The one hazard I see is that there is the potential to lowball the apprentices on pay. At the very least, a conventionally-trained college grad has demonstrated they have what it takes to make a four-year plan and get it done in... um... let's call it five years. They aren't going to settle for minimum wage (except in the video game industry), and they aren't going to pull down the average wage for others (again, except in the video game industry). The potential does exist for these issues arising, but it's by no means certain that they WILL arise, and if an employer gets a rep for either turning out ill-trained apprentices or for being an exploitative sweatshop that leverages the naivete of an 18-year-old (sorry, if you're 18 you're a rookie no matter who you are or what grades you got), that employer is going to get blackballed by the rest of us real quick-like.
I do hope Zoho's approach succeeds and gains traction.
Everybody gets what the majority deserves.
After some 15 years in the industry one thing is amazingly clear; Formal computer science education is more of a warning sign then a merit badge.

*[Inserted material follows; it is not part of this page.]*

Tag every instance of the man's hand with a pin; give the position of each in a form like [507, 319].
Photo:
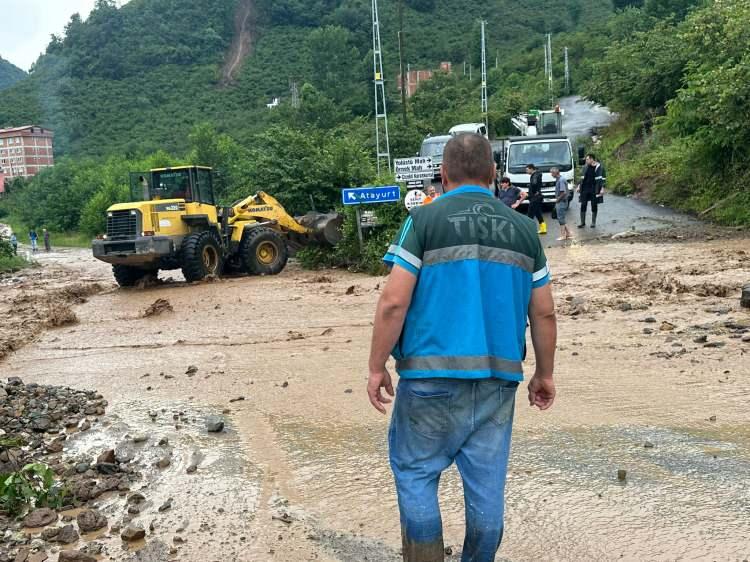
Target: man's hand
[541, 392]
[379, 378]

The vast majority of people I've worked with that actually had a CS degree have been inept to put it kindly. Regardless of experience, if they went to college for computers chances are good they have trouble wiping their own ass. While I've worked with a few very notable exceptions, the rule still firmly stands. Maybe it's because I'm a product of the dot.com boom, but most people that get a CS degree did it purely for the money and not at all because they had a talent or interest in computers.
The one unifying trait in good, practical computer professionals is an aptitude for music. Pretty much all played an instrument and most still regularly do. Any college degree they have tends to be in something random that interested them, like sociology, if they have a degree at all.
My
How about looking tech schools not dropping resumes from people who when to them they tech stuff that uses in the real work places vs the big schools that some are more about sports then classes also they have less filler classes that have little to no use in the work place that most IP people / codes are in.
How about hiring people who can construct sentences that make some fucking sense?
Good god man, this is the Internet in 2010 not a telegram in 1910. There isn't an extra charge for punctuation.
That's not true. A degree is a requirement for access to lots of different kinds of high-paying jobs, if only because the HR manager has a degree and decides on wages.
Whether a degree is actually useful in day-to-day work, well there I might agree with you.
and hiring manager....
Two stories:
The first one is about a supervisor I had who felt one must have a college degree to program device drivers. He blew off a really brilliant (I've never worked with a guy since who was that smart - even the PhDs at IBM) guy because he had only a HS diploma.
Second - a bit longer:
There's a company in SE Florida that needed someone to test circuit boards. A two year technical degree was all that was needed: plug board in, read test equipment, note failure.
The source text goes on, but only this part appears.